Die Stauchhärte beeinflusst auch den Härtegrad der Matratze, dennoch sollte man die beiden Faktoren nicht verwechseln. Ist der Schaum durch einen hohen Stauchhärte kPa-Wert eher fest, kann die Matratze schneller auf Druck Änderungen der Schlafposition reagieren. Ist der Wert geringer, benötigt der Schaumstoff im Gegensatz dazu eine längere Zeit, um wieder in seine ursprüngliche Form zurückzugehen.

Falsche Stauchhärte?

Es kann natürlich passieren, dass man trotz geeignetem Raumgewicht auf einer Matratze (z.B. Kaltschaum, PUR Schaum) mit einer „falschen“, beziehungsweise genauer gesagt einer ungeeigneten Stauchhärte schläft. Doch was bedeutet das eigentlich? Ist die Stauch Härte zu gering, entstehen eher Liegekuhlen, die sich negativ auf den Schlafkomfort auswirken. Ist sie zu hoch, entstehen zwar keine Liegekuhlen, dennoch leiden die orthopädischen Eigenschaften der Matratze und sie ist deutlich schneller durchgelegen.
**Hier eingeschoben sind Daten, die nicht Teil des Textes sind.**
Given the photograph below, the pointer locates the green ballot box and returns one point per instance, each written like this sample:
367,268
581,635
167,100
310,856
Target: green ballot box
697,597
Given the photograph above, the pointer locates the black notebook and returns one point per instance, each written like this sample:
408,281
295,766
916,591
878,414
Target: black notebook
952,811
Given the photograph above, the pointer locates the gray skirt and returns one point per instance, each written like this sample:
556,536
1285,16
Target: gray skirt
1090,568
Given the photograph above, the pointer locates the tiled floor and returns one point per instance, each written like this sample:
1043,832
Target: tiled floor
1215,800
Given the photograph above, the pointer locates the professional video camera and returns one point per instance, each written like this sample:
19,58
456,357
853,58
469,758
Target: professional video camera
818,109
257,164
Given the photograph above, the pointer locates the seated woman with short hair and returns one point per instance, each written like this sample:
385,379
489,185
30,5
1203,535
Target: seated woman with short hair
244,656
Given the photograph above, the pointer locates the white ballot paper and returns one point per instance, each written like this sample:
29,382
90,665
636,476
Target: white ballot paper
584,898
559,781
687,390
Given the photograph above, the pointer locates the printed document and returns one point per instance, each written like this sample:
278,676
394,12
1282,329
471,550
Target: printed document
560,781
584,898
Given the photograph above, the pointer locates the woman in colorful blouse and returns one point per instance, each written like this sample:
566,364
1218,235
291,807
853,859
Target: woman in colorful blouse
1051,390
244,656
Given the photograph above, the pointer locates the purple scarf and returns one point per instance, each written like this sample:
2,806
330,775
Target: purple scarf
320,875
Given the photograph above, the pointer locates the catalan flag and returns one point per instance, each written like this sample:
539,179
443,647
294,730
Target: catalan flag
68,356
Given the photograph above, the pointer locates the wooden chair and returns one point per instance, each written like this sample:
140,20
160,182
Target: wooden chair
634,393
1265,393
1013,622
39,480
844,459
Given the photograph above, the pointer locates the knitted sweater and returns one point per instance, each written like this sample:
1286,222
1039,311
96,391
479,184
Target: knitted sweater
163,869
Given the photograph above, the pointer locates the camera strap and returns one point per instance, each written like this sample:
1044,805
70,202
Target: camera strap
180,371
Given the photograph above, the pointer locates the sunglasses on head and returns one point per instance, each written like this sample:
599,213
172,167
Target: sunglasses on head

Man sieht also, dass es wichtig ist, neben dem Raumgewicht auch die richtige Stauchhärte für die Matratze zu wählen, um zu gewährleisten, dass der Schlafkomfort für lange Zeit aufrecht erhalten werden kann. Beim Raumgewicht sollte man für eine gute Qualität darauf achten, dass der Wert möglichst hoch ist. Für den Stauchhärtenwert gilt dies allerdings nicht – hier sollte der Wert für eine gute Qualität weder zu hoch, noch zu niedrig sein. Der „richtige“ Wert hängt außerdem auch vom Gewicht der Person ab. Für eher leichte Personen und Kinder eignet sich in der Regel ein Wert von ca. 30 kPa. Für eher schwere Personen sollte man einen höheren Wert wählen. Oft wird eine Stauch Härte ab ca. 40 kPa als belastbar bezeichnet, da dieser Wert für den Kontakt mit Menschen mit einem Körpergewicht von bis zu ca. 110 Kilogramm geeignet ist.